État du logement social à Clermont-Ferrand
Le logement social à Clermont-Ferrand représente 28 % des logements. Cette proportion est importante et bien au-delà du seuil minimum légal de 20%. Et pourtant, il faut convenir que le logement reste un problème à Clermont-Ferrand. Pourquoi ?
Le logement social n’est pas toujours en bon état et ne satisfait pas toutes les attentes des Clermontois. La priorité va au « toujours plus de logements » au détriment de la qualité de construction et de l’entretien des locaux existants.
Le logement social doit être une chaîne qui part du logement de réinsertion et aboutit à l’accès à la propriété. À Clermont-Ferrand, comme dans d’autres villes, le premier maillon, que l’on pourrait appeler le logement très social, est manquant, quant à l’accession la propriété, s’il est une forte aspiration des habitants, il est marginalisé car la municipalité est enfermée dans son schéma de pensée.
Nos propositions
La première de nos propositions est l’accession à la propriété.
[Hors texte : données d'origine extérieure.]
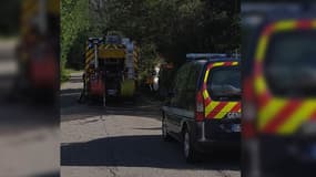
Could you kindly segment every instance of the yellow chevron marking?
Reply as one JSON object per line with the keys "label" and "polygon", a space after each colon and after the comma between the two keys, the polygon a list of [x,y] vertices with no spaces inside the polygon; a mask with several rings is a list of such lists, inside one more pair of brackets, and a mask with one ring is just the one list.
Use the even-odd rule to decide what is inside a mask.
{"label": "yellow chevron marking", "polygon": [[233,62],[233,63],[232,63],[232,65],[238,65],[238,64],[239,64],[238,62]]}
{"label": "yellow chevron marking", "polygon": [[297,111],[288,117],[287,122],[283,124],[278,129],[278,134],[288,135],[295,133],[303,123],[309,119],[316,110],[315,101],[304,102]]}
{"label": "yellow chevron marking", "polygon": [[210,70],[207,70],[207,71],[205,72],[204,83],[207,83],[208,74],[210,74]]}
{"label": "yellow chevron marking", "polygon": [[220,102],[211,102],[206,107],[205,107],[205,117],[220,104]]}
{"label": "yellow chevron marking", "polygon": [[213,64],[213,67],[223,66],[224,64],[225,64],[225,62],[214,63],[214,64]]}
{"label": "yellow chevron marking", "polygon": [[258,48],[256,51],[256,60],[258,60],[258,61],[264,60],[268,40],[269,40],[269,37],[267,37],[267,35],[263,35],[261,38],[259,43],[258,43]]}
{"label": "yellow chevron marking", "polygon": [[203,91],[203,97],[204,97],[204,100],[210,97],[207,90]]}
{"label": "yellow chevron marking", "polygon": [[266,82],[263,75],[257,76],[257,79],[255,80],[255,92],[258,95],[264,94],[267,91],[267,86],[266,86]]}
{"label": "yellow chevron marking", "polygon": [[286,105],[286,100],[272,100],[265,107],[258,110],[258,126],[264,128],[272,118]]}
{"label": "yellow chevron marking", "polygon": [[214,118],[220,119],[224,118],[225,115],[234,108],[238,103],[230,102],[225,107],[223,107],[215,116]]}
{"label": "yellow chevron marking", "polygon": [[295,20],[285,20],[275,23],[274,31],[286,31],[286,30],[293,30],[296,28],[296,21]]}

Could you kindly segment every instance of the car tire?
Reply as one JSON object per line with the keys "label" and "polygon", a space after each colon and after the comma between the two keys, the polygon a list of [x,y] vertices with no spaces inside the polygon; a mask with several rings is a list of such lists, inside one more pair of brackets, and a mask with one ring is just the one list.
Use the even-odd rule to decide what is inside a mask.
{"label": "car tire", "polygon": [[162,117],[161,132],[162,132],[162,139],[163,140],[170,142],[172,139],[172,137],[167,133],[167,127],[166,127],[166,122],[165,122],[165,117],[164,116]]}
{"label": "car tire", "polygon": [[197,160],[197,152],[194,148],[192,136],[187,128],[183,131],[183,154],[186,163]]}

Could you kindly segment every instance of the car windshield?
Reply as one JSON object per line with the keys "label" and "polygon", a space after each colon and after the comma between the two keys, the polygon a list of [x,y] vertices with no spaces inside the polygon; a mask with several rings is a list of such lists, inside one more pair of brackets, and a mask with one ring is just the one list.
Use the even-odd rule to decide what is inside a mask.
{"label": "car windshield", "polygon": [[207,81],[207,88],[214,101],[241,100],[241,71],[237,66],[213,69]]}
{"label": "car windshield", "polygon": [[316,32],[273,35],[264,71],[275,95],[316,96]]}

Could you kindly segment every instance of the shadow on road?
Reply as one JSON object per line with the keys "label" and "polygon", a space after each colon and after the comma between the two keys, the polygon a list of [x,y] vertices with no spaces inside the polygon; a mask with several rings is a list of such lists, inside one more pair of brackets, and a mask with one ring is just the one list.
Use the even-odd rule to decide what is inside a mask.
{"label": "shadow on road", "polygon": [[[82,88],[62,90],[60,93],[61,121],[82,119],[99,115],[125,115],[161,118],[160,102],[149,101],[143,95],[133,101],[109,100],[106,107],[101,101],[90,101],[79,104],[78,100]],[[74,116],[75,115],[75,116]]]}
{"label": "shadow on road", "polygon": [[221,152],[190,165],[183,159],[180,144],[163,142],[159,135],[144,135],[63,144],[61,165],[239,170],[239,157],[233,152]]}

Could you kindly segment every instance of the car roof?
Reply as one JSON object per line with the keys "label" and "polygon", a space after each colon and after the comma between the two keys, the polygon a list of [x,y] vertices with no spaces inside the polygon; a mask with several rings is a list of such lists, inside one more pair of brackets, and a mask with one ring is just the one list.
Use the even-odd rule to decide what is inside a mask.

Il s’agit tout d’abord d’une aspiration forte des Clermontois. Elle est compréhensible : la propriété de son logement donne des repères et sécurise. C’est également le premier des compléments retraite en permettant d’économiser un loyer. L’accès à la propriété change l’ambiance d’un immeuble et de tout un quartier. Les habitants se sentent plus impliqués, responsables, et sereins. La qualité de vie du quartier s’améliore pour tous. Nous pensons que l’accession à la propriété est un droit fondamental et qu’il convient de l’encourager, en particulier à l’égard des plus modestes. Il existe plusieurs dispositifs qui ne sont pas utilisés par la majorité sortante : Le premier consiste à vendre son logement au locataire. Cela n’est possible que si le logement a plus de 10 ans. Le prix de vente peut être jusqu’à 35 % inférieur à l’évaluation réalisée par le service des domaines. Le second consiste à créer des « sociétés civiles immobilières d’accession progressive à la propriété ». Ceci permet au locataire de logement social de devenir au fil du temps propriétaire de son logement.
Notre seconde proposition sera la réhabilitation du logement social existant et un effort accru sur le logement social destiné à la réinsertion. Tout cela sera permis par les recettes tirées des ventes de logements.